Reputation: 9447
I want something to tokenize the data based on the given phrases in the .txt file. Normally the facet query gives me white space tokenized facets. But I want the result to be like this.
for e.g my data is "aaa bbb-ccc ddd eee" for the field "test_data" the facets should be like this
<lst name="test_data">
<int name="aaa">1</int>
<int name="bbb-ccc">1</int>
<int name="ddd eee">1</int>
</lst>
and somefile.txt will have "bbb-ccc" & "ddd eee" as phrases
Thanks
Upvotes: 1
Views: 791
Reputation: 9447
I just found out that KeepWordFilterFactory can do the job.
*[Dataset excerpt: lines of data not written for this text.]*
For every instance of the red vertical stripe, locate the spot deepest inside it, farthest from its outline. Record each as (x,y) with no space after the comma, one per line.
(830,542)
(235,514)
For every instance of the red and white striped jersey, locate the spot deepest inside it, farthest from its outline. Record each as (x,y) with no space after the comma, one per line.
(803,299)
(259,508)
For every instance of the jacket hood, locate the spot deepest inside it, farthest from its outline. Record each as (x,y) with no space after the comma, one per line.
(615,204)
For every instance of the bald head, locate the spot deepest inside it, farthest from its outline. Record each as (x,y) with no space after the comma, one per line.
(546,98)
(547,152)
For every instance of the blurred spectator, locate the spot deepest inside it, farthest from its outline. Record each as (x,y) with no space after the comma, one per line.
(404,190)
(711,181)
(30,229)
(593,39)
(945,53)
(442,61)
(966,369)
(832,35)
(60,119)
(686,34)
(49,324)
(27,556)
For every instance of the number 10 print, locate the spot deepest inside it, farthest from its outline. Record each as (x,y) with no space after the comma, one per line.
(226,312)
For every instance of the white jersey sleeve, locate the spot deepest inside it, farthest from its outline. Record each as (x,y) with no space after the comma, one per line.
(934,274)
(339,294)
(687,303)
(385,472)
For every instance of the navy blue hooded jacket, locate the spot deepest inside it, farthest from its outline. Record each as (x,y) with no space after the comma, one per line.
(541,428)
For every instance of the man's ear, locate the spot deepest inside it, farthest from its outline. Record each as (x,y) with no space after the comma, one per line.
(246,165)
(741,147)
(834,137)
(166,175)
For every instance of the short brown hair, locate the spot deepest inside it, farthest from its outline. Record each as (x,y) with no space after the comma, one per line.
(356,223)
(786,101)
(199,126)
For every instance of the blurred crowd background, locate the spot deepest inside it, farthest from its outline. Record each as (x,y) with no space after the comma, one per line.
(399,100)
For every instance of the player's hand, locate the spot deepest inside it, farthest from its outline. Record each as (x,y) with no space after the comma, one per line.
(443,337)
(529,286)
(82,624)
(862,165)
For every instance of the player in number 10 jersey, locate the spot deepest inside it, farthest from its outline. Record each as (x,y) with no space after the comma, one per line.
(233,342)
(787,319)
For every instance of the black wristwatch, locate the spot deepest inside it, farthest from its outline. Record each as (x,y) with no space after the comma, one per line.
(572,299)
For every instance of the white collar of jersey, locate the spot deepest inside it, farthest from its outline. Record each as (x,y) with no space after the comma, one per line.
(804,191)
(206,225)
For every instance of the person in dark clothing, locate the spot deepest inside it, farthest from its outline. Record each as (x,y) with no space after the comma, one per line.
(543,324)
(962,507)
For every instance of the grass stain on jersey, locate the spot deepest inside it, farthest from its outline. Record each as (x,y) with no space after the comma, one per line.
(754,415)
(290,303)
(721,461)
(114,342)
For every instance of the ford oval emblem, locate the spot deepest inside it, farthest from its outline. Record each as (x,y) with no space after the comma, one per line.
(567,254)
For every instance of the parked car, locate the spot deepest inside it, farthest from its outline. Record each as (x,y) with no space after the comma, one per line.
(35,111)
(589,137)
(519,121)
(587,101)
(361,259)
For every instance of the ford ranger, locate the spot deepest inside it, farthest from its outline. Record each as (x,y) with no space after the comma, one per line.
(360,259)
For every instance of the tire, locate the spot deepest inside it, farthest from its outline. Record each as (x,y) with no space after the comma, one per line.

I added this fieldtype in the schema
<fieldType name="text_keepword" class="solr.TextField" positionIncrementGap="100">
<analyzer>
<tokenizer class="solr.WhitespaceTokenizerFactory"/>
<filter class="solr.KeepWordFilterFactory" words="keepwords.txt" ignoreCase="false" enablePositionIncrements="false"/>
</analyzer>
</fieldType>
and this field
<field name="keep_fld" type="text_keepword" indexed="true" stored="true"/>
Upvotes: 1
Reputation: 731
If you don't want to build your own Tokenizer, you could use the PatternTokenizer:
For example, you have a list of terms, delimited by a semicolon and zero or more spaces: mice; kittens; dogs.
<fieldType name="semicolonDelimited" class="solr.TextField">
<analyzer>
<tokenizer class="solr.PatternTokenizerFactory" pattern=";\s*" />
</analyzer>
</fieldType>
http://wiki.apache.org/solr/AnalyzersTokenizersTokenFilters#solr.PatternTokenizerFactory
This way you can add your own regex with bbb-ccc in it.
Upvotes: 0